The effects of opacity on gravitational stability in protoplanetary discs

In this paper we consider the effects of opacity regimes on the stability of self-gravitating protoplanetary discs to fragmentation into bound objects. Using a self-consistent 1-D viscous disc model, we show that the ratio of local cooling to dynamical timescales Omega*tcool has a strong dependence on the local temperature. We investigate the effects of temperature-dependent cooling functions on the disc's gravitational stability through controlled numerical experiments using an SPH code. We find that such cooling functions raise the susceptibility of discs to fragmentation through the influence of temperature perturbations - the average value of Omega*tcool has to increase to prevent local variability leading to collapse. We find the effects of temperature dependence to be most significant in the "opacity gap" associated with dust sublimation, where the average value of Omega*tcool at fragmentation is increased by over an order of magnitude.
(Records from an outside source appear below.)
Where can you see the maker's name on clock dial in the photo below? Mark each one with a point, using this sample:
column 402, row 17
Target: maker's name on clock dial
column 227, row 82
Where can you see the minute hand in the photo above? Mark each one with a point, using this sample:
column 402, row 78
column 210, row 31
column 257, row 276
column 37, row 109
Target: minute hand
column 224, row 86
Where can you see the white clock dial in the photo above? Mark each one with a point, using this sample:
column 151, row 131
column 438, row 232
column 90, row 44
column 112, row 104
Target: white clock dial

We then use this result to predict where protoplanetary discs will fragment into bound objects, in terms of radius and accretion rate. We find that without temperature dependence, for radii < ~10AU a very large accretion rate ~10^-3 Msun/yr is required for fragmentation, but that this is reduced to 10^-4 Msun/yr with temperature-dependent cooling. We also find that the stability of discs with accretion rates < ~10^-7 Msun/yr at radii > ~50AU is enhanced by a lower background temperature if the disc becomes optically thin.